CELEBRITY
To, co zrobiły Polki przejdzie do historii! Czekaliśmy na to 61 lat

Reprezentacja Polski kobiet po raz trzeci z rzędu zakończyła Ligę Narodów z medalem! Tym razem siatkarki prowadzone przez Stefano Lavariniego zdobyły brąz, pokonując w meczu o trzecie miejsce Japonię 3:1 (25:15, 24:26, 25:16, 25:23). To było zdecydowanie najlepsze spotkanie Biało-Czerwonych w turnieju finałowym rozgrywanym w łódzkiej Atlas Arenie.
Fantastyczny początek i przewaga bez dyskusji
Trener Lavarini dokonał tylko jednej zmiany w wyjściowym składzie – Magdalenę Jurczyk zastąpiła Aleksandra Gryka. Oprócz niej na parkiecie zameldowały się Agnieszka Korneluk (środek), Martyna Czyrniańska i Martyna Łukasik (przyjęcie), Magdalena Stysiak (atak), Katarzyna Wenerska (rozegranie) i Aleksandra Szczygłowska (libero).
Polki rozpoczęły mecz z ogromną determinacją. Prowadziły już 5:1, 8:3, a następnie 11:5. Japonki wyglądały na zagubione i wyraźnie nie mogły otrząsnąć się po półfinałowej porażce z Brazylią. Z kolei Biało-Czerwone grały z pełnym zaangażowaniem i wiarą w sukces. Pierwszego seta wygrały bardzo pewnie – aż 25:15.
Świetnie w ataku radziła sobie Magdalena Stysiak (6 punktów przy 55% skuteczności), a Jurczyk dołożyła trzy punktowe bloki.
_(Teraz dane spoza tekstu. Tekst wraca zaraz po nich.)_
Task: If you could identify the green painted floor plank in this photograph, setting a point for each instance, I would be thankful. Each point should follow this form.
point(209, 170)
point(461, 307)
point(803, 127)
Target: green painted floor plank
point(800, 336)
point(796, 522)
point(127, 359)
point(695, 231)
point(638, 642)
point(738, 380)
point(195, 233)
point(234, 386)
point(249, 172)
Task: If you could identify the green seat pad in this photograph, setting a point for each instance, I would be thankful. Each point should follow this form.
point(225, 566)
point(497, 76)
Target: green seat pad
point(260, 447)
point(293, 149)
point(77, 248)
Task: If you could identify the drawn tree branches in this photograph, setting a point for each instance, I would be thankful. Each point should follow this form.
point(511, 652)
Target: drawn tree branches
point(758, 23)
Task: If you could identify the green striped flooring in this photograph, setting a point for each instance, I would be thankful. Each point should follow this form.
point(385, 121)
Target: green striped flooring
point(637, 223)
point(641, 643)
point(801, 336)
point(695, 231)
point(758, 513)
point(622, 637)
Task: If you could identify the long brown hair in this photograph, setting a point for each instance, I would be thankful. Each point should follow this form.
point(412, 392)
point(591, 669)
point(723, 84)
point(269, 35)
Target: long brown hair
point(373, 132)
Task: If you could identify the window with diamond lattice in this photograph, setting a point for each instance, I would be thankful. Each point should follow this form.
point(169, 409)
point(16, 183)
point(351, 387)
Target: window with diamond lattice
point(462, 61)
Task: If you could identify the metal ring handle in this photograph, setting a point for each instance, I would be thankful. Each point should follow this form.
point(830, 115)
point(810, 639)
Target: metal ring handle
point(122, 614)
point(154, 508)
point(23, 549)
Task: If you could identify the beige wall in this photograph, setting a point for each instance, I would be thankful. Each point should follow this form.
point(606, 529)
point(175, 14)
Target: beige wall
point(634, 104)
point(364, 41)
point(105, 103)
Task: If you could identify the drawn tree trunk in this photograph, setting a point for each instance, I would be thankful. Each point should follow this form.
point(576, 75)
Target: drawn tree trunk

Polki zdominowały rywalki na siatce (blok 5:0), skutecznie przyjmowały zagrywkę i nie popełniały prostych błędów. To był pokaz niemal perfekcyjnej siatkówki.
Wyrównany drugi set i minimalna porażka
Druga partia rozpoczęła się od przewagi Japonek – od stanu 0:3 zrobiło się 2:7. Polki zdołały jednak zniwelować stratę i po dobrych zmianach – w tym wejściu Justyny Łysiak za Martynę Czyrniańską – doprowadziły do remisu 20:20. Potem objęły prowadzenie 22:21 i wydawało się, że uda się wyrwać drugiego seta.
Niestety, Japonki w końcówce zachowały więcej zimnej krwi. Po błędzie w przyjęciu Martyny Łukasik zakończyły seta wynikiem 26:24. Była to bolesna porażka, bo Polki były blisko, ale mimo to ich postawa w tej partii dawała nadzieję na dalszą dobrą grę.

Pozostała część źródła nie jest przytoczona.